Don't Blame the AI


I learned the true meaning of accountability on a Sunday morning, many years ago, when I had to go into the office to fix a calculation mistake made by a member of my team.

I was an insurance pricing manager at the time. My team performed premium calculations that brought in $2 billion of revenue. It was complex work, spread across multiple staff, and the margin for error was incredibly low.

When my boss spotted an error in a table my team had produced, it was all I could do not to say: "Don't blame me, she's the one who stuffed up."
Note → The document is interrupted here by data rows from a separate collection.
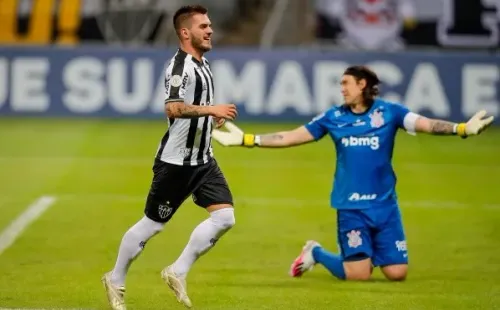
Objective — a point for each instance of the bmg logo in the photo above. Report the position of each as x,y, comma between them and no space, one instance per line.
372,142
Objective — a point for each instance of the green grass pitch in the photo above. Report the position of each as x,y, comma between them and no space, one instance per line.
100,172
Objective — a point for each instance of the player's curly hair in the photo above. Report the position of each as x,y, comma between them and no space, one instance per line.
184,13
372,81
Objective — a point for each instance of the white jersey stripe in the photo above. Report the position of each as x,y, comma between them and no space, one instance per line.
191,85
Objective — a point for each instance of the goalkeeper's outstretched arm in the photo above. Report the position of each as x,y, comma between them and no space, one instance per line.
234,136
474,126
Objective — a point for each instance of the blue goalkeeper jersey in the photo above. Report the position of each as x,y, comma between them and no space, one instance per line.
364,176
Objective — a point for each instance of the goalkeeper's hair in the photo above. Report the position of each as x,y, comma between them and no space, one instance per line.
372,82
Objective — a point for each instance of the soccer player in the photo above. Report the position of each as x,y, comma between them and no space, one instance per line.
184,163
369,231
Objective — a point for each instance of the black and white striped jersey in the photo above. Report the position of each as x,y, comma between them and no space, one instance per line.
188,141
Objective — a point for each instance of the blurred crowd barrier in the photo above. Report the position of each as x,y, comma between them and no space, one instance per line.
275,85
139,22
347,24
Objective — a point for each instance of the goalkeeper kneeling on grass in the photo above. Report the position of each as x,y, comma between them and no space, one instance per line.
370,231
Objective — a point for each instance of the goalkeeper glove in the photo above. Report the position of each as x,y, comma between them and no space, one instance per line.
234,136
475,125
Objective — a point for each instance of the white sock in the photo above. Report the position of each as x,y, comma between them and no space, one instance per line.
203,238
132,244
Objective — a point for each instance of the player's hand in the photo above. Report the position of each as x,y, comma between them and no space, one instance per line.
234,136
226,111
475,125
219,122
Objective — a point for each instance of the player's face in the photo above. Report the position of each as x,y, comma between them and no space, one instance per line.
201,32
352,89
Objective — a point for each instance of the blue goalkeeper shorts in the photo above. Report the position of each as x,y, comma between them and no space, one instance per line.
375,233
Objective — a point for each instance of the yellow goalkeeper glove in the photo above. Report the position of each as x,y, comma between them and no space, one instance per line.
475,125
234,136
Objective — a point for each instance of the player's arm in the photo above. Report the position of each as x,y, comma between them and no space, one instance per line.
178,109
290,138
234,136
474,126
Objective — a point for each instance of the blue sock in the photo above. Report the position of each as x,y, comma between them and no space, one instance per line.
332,262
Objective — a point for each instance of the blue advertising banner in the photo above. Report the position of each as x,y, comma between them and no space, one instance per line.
266,85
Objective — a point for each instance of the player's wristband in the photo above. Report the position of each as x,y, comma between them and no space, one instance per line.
248,140
460,130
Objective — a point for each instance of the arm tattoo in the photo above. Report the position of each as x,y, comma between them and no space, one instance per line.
439,127
276,137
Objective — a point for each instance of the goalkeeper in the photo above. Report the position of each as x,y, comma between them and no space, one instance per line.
369,226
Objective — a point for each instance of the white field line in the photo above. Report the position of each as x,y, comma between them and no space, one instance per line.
255,163
14,230
291,202
45,309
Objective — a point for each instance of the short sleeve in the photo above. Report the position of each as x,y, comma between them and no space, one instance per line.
178,78
399,111
317,126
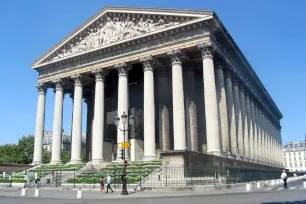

But that's not how accountability works. I was the manager, so the error was mine.

And that's how I came to be the one sitting in a stuffy office at 9:30am on a Sunday, to ensure the numbers that went out first thing on Monday could be guaranteed to be correct.

Working with AI is exactly the same.

You can delegate responsibility for a task, but you can never delegate the accountability.

If the AI gets it wrong and your stakeholders act on that AI output, you're the one who has to answer for it. Not the tool.

So, the obvious lesson here is to always check AI outputs.

Yeah, we all get that.

However, here's something most conversations about checking AI outputs miss. Something I learned in the aftermath of that Sunday morning.

I never wanted to have to go into the office on a Sunday ever again, so I built a checklist for reviewing my team's work - but I also built my intuition.

I knew our total premiums should come in at around $2 billion. I could recite our top 10 policyholders by heart.

If a number looked off, or an unfamiliar name appeared in the top 10, I knew immediately that something was wrong - before even reviewing the calculation.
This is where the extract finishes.